Further reading: NIST.gov, The Register, Dark Reading

FortiOS super-admin privilege escalation (CVSS 8.8)

An incorrect privilege assignment vulnerability [CWE-266] in Fortinet FortiOS version 7.6.0, 7.4.0 through 7.4.4, 7.2.0 through 7.2.9 and before 7.0.15 allows an authenticated admin whose access profile has the Security Fabric permission to escalate their privileges to super-admin by connecting the targeted FortiGate to a malicious upstream FortiGate they control.

Further reading: NIST.gov, Bleeping Computer, Hackread

Two OpenSSH vulnerabilities (CVSS 6.8)

  • CVE-2025-26465 (CVSS score: 6.8) - The OpenSSH client contains a logic error between versions 6.8p1 to 9.9p1 (inclusive) that makes it vulnerable to an active MitM attack if the VerifyHostKeyDNS option is enabled, allowing a malicious interloper to impersonate a legitimate server when a client attempts to connect to it (Introduced in December 2014)
  • CVE-2025-26465 (CVSS score: 5.9) - The OpenSSH client and server are vulnerable to a pre-authentication DoS attack between versions 9.5p1 to 9.9p1 (inclusive) that causes memory and CPU consumption (Introduced in August 2023)

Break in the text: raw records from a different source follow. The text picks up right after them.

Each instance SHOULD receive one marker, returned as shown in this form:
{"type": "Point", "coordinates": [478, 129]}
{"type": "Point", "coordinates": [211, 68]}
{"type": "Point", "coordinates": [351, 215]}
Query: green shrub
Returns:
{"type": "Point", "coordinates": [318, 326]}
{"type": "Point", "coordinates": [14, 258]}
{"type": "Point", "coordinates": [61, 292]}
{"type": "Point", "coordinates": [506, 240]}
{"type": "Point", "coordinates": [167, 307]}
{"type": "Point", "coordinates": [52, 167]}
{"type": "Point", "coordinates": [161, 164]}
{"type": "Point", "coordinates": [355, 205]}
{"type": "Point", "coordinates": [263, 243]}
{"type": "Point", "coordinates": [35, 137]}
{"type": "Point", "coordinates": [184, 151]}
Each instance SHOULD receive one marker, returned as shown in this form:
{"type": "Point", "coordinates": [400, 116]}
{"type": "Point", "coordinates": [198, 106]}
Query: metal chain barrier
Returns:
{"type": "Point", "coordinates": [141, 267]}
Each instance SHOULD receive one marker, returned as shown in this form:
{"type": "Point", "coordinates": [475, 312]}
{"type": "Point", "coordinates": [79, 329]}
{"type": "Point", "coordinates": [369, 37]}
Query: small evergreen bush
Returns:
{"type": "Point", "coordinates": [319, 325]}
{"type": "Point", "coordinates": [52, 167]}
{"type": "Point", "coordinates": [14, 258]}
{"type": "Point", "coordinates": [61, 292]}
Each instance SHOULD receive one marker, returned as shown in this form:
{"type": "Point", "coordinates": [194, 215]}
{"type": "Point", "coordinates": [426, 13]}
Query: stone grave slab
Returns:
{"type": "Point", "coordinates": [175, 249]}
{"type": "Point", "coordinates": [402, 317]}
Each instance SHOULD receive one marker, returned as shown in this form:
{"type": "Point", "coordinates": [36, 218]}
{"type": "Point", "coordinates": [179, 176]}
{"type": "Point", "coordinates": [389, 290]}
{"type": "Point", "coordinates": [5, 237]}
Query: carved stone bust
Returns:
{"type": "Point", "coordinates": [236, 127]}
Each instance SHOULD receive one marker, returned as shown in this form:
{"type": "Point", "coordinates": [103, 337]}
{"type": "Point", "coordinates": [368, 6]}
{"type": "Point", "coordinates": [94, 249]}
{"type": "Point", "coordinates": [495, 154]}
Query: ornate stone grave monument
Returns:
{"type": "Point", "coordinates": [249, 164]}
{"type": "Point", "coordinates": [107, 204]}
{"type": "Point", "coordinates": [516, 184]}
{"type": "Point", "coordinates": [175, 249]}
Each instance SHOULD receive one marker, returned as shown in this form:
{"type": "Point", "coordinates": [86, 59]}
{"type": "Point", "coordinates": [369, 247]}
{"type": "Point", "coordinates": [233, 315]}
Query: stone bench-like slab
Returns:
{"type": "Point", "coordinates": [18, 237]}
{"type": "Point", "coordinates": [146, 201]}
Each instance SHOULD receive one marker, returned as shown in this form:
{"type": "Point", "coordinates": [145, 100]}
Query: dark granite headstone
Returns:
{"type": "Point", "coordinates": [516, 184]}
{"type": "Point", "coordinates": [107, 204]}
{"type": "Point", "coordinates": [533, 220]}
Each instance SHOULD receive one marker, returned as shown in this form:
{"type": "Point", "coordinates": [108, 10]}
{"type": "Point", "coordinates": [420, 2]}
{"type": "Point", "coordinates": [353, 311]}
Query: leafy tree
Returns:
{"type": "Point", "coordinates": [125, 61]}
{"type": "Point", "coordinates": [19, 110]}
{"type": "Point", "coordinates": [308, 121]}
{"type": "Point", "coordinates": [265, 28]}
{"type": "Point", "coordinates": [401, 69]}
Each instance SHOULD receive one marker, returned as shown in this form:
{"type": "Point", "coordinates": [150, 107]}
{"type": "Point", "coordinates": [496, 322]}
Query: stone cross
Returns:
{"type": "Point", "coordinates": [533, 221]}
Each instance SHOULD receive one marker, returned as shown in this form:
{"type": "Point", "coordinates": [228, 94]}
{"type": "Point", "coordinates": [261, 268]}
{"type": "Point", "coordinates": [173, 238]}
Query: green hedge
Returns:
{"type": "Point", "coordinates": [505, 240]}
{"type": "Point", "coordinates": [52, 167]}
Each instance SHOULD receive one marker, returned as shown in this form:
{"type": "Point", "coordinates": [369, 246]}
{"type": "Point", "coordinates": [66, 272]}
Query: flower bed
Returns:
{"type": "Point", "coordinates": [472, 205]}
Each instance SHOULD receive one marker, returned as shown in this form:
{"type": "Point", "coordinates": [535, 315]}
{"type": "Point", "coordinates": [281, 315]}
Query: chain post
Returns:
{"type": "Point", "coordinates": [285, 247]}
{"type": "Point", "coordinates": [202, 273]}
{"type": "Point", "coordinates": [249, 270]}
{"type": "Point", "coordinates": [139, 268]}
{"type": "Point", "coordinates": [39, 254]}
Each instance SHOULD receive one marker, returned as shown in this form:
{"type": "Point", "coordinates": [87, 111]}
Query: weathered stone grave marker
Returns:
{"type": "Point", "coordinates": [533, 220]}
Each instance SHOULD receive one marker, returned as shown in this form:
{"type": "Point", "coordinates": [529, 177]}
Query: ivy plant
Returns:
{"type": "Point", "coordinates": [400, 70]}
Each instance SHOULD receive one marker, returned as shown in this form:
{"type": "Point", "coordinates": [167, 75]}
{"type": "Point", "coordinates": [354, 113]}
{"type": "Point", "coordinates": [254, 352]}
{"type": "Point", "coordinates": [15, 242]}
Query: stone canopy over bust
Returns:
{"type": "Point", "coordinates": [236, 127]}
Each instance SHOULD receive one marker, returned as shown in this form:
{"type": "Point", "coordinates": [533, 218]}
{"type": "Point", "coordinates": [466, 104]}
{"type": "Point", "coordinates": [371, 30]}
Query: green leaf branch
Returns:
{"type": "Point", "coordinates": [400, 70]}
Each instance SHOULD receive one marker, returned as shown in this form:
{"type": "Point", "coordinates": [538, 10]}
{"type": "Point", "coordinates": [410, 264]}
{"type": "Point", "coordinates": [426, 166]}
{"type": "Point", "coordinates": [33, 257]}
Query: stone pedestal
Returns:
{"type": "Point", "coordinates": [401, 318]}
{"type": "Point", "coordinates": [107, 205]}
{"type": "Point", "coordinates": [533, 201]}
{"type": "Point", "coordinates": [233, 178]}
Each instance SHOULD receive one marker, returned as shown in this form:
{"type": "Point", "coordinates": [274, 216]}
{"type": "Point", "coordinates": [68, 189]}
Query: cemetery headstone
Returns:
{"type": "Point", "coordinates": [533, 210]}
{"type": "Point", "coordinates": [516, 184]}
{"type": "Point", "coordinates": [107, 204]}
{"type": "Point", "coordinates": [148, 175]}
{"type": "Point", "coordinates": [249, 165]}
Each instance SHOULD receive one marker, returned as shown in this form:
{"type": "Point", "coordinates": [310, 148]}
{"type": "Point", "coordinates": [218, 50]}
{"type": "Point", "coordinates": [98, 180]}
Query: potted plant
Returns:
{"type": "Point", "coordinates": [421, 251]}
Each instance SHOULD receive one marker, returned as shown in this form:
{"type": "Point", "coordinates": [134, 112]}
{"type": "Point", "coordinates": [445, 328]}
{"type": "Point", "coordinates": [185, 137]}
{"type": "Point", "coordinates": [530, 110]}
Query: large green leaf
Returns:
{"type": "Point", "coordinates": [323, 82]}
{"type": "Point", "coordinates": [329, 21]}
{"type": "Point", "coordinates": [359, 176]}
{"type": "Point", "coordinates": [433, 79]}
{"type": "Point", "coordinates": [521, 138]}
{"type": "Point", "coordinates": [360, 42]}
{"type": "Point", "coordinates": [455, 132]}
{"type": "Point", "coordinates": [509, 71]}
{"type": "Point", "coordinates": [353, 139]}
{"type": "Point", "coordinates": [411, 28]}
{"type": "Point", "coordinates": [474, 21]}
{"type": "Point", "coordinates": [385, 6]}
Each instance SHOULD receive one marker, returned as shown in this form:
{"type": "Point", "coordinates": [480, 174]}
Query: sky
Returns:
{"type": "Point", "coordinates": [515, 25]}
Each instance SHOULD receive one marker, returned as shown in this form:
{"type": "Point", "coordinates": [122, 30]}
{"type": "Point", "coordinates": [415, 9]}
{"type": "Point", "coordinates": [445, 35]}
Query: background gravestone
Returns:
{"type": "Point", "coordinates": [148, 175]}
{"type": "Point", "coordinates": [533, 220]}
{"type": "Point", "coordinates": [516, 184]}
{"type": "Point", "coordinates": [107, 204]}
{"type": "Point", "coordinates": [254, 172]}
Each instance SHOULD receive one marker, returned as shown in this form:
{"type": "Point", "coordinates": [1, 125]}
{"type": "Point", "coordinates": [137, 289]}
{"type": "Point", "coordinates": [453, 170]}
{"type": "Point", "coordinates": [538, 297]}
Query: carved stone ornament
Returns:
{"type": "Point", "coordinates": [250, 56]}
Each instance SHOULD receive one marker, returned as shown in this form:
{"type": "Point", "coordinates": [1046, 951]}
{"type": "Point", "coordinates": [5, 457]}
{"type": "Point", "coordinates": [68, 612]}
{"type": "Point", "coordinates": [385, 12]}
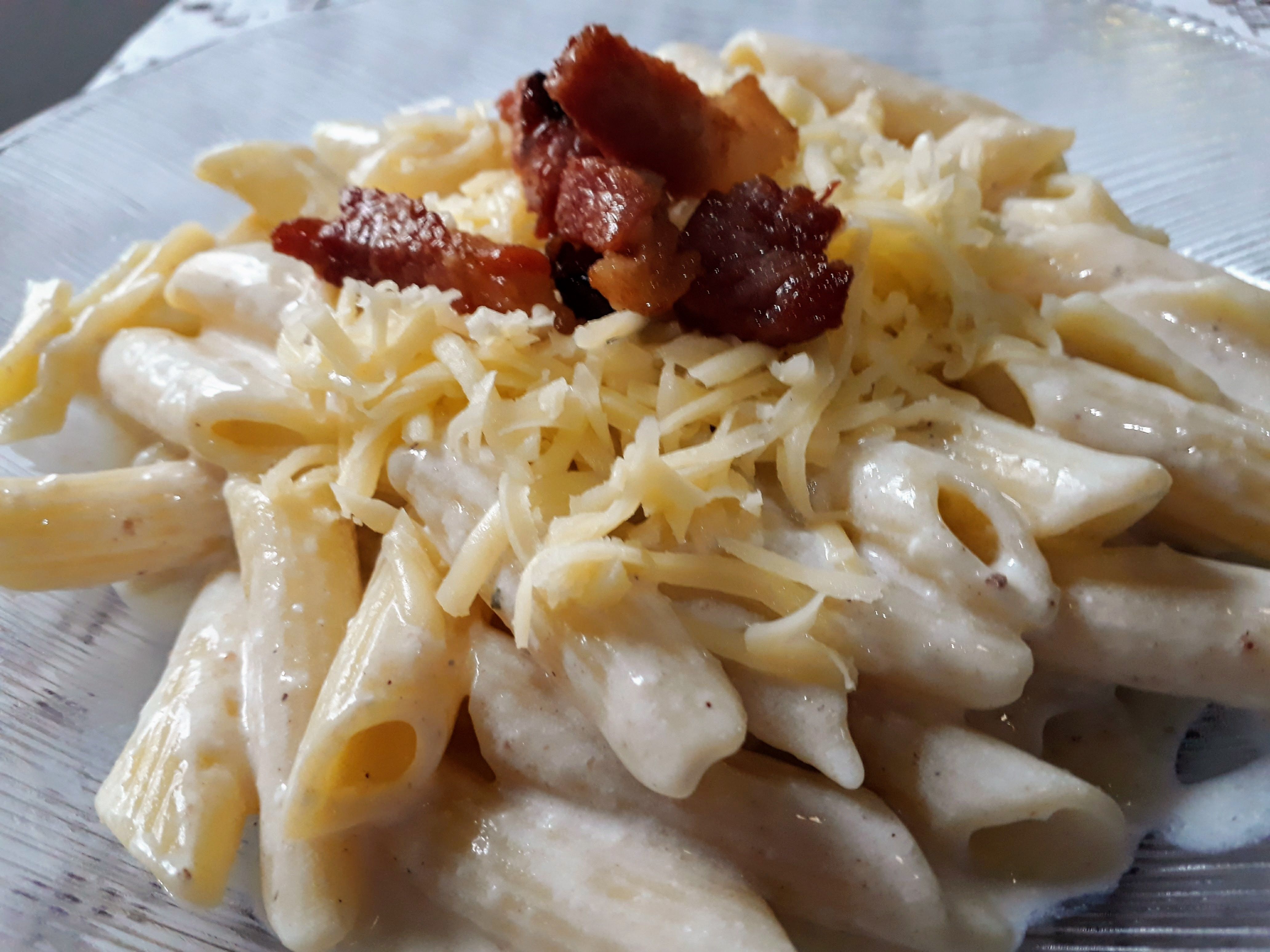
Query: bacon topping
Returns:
{"type": "Point", "coordinates": [646, 113]}
{"type": "Point", "coordinates": [543, 141]}
{"type": "Point", "coordinates": [606, 205]}
{"type": "Point", "coordinates": [765, 276]}
{"type": "Point", "coordinates": [624, 214]}
{"type": "Point", "coordinates": [569, 267]}
{"type": "Point", "coordinates": [383, 236]}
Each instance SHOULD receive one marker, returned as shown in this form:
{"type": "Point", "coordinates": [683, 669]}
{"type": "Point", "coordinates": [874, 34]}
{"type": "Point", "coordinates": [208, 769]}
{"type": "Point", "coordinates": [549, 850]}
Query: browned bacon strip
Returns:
{"type": "Point", "coordinates": [569, 268]}
{"type": "Point", "coordinates": [606, 205]}
{"type": "Point", "coordinates": [543, 141]}
{"type": "Point", "coordinates": [764, 272]}
{"type": "Point", "coordinates": [643, 112]}
{"type": "Point", "coordinates": [624, 214]}
{"type": "Point", "coordinates": [383, 236]}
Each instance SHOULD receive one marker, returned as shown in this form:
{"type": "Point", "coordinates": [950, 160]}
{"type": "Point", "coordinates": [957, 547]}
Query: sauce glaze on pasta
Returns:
{"type": "Point", "coordinates": [638, 639]}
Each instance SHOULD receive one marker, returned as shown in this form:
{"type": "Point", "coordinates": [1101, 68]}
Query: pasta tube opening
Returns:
{"type": "Point", "coordinates": [966, 521]}
{"type": "Point", "coordinates": [1067, 846]}
{"type": "Point", "coordinates": [376, 756]}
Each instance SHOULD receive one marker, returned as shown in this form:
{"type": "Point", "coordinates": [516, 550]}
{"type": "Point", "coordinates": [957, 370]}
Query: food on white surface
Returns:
{"type": "Point", "coordinates": [672, 407]}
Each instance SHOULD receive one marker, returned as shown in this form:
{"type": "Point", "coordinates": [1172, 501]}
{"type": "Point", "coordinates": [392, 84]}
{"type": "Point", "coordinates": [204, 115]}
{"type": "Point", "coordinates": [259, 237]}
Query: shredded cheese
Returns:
{"type": "Point", "coordinates": [630, 452]}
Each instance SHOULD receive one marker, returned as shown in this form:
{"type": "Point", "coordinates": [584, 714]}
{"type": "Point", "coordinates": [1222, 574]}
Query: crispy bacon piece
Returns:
{"type": "Point", "coordinates": [606, 205]}
{"type": "Point", "coordinates": [543, 141]}
{"type": "Point", "coordinates": [765, 276]}
{"type": "Point", "coordinates": [613, 209]}
{"type": "Point", "coordinates": [643, 112]}
{"type": "Point", "coordinates": [569, 267]}
{"type": "Point", "coordinates": [381, 236]}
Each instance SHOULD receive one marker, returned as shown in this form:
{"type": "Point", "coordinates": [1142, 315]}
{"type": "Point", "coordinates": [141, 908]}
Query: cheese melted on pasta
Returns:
{"type": "Point", "coordinates": [1009, 506]}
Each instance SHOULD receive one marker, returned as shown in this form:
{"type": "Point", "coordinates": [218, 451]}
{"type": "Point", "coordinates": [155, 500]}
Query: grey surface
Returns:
{"type": "Point", "coordinates": [1176, 124]}
{"type": "Point", "coordinates": [50, 49]}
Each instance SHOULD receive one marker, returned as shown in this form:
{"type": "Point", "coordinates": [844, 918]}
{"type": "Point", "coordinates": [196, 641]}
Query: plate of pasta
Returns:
{"type": "Point", "coordinates": [701, 489]}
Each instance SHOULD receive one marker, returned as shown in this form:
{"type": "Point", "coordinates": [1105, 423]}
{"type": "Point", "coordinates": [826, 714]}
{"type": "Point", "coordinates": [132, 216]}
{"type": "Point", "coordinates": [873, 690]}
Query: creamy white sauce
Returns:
{"type": "Point", "coordinates": [94, 437]}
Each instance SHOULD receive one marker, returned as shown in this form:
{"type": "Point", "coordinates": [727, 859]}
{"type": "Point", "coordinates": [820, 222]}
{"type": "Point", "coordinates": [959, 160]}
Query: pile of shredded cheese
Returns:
{"type": "Point", "coordinates": [630, 447]}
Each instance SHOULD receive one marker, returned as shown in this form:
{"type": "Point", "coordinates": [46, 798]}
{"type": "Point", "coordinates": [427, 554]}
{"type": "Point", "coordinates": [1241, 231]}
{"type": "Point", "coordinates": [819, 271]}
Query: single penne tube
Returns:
{"type": "Point", "coordinates": [806, 720]}
{"type": "Point", "coordinates": [912, 106]}
{"type": "Point", "coordinates": [389, 702]}
{"type": "Point", "coordinates": [921, 637]}
{"type": "Point", "coordinates": [54, 353]}
{"type": "Point", "coordinates": [1092, 328]}
{"type": "Point", "coordinates": [1221, 325]}
{"type": "Point", "coordinates": [987, 807]}
{"type": "Point", "coordinates": [1004, 153]}
{"type": "Point", "coordinates": [1064, 489]}
{"type": "Point", "coordinates": [1066, 260]}
{"type": "Point", "coordinates": [299, 563]}
{"type": "Point", "coordinates": [92, 529]}
{"type": "Point", "coordinates": [1220, 461]}
{"type": "Point", "coordinates": [1127, 746]}
{"type": "Point", "coordinates": [247, 290]}
{"type": "Point", "coordinates": [1065, 199]}
{"type": "Point", "coordinates": [223, 398]}
{"type": "Point", "coordinates": [279, 180]}
{"type": "Point", "coordinates": [180, 794]}
{"type": "Point", "coordinates": [1047, 695]}
{"type": "Point", "coordinates": [662, 702]}
{"type": "Point", "coordinates": [1157, 620]}
{"type": "Point", "coordinates": [855, 867]}
{"type": "Point", "coordinates": [543, 874]}
{"type": "Point", "coordinates": [945, 522]}
{"type": "Point", "coordinates": [649, 688]}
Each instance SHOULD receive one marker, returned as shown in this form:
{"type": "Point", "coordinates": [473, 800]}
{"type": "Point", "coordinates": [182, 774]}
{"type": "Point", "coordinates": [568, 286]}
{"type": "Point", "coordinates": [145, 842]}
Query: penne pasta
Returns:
{"type": "Point", "coordinates": [1218, 324]}
{"type": "Point", "coordinates": [1065, 490]}
{"type": "Point", "coordinates": [1004, 153]}
{"type": "Point", "coordinates": [945, 523]}
{"type": "Point", "coordinates": [661, 701]}
{"type": "Point", "coordinates": [855, 867]}
{"type": "Point", "coordinates": [56, 346]}
{"type": "Point", "coordinates": [180, 794]}
{"type": "Point", "coordinates": [617, 883]}
{"type": "Point", "coordinates": [1064, 199]}
{"type": "Point", "coordinates": [1220, 462]}
{"type": "Point", "coordinates": [92, 529]}
{"type": "Point", "coordinates": [922, 638]}
{"type": "Point", "coordinates": [1127, 746]}
{"type": "Point", "coordinates": [299, 565]}
{"type": "Point", "coordinates": [806, 720]}
{"type": "Point", "coordinates": [1095, 331]}
{"type": "Point", "coordinates": [902, 407]}
{"type": "Point", "coordinates": [223, 398]}
{"type": "Point", "coordinates": [987, 807]}
{"type": "Point", "coordinates": [388, 705]}
{"type": "Point", "coordinates": [247, 290]}
{"type": "Point", "coordinates": [1084, 257]}
{"type": "Point", "coordinates": [1157, 620]}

Further reading: Qualys, The Hacker News, Bleeping Computer


Cybersecurity Engineering Overload

Exploiting "onerror" event in image tags to deploy payment skimmers

Cybersecurity company Sucuri has released an interesting article that reverse engineers a payment skimmer inserted into a victim webcart by using an "onerror" event that loads a skimmer hidden as an inline base64 encoded image data.

The article is a good read if you are into the deep technical end of exploits and code smuggling.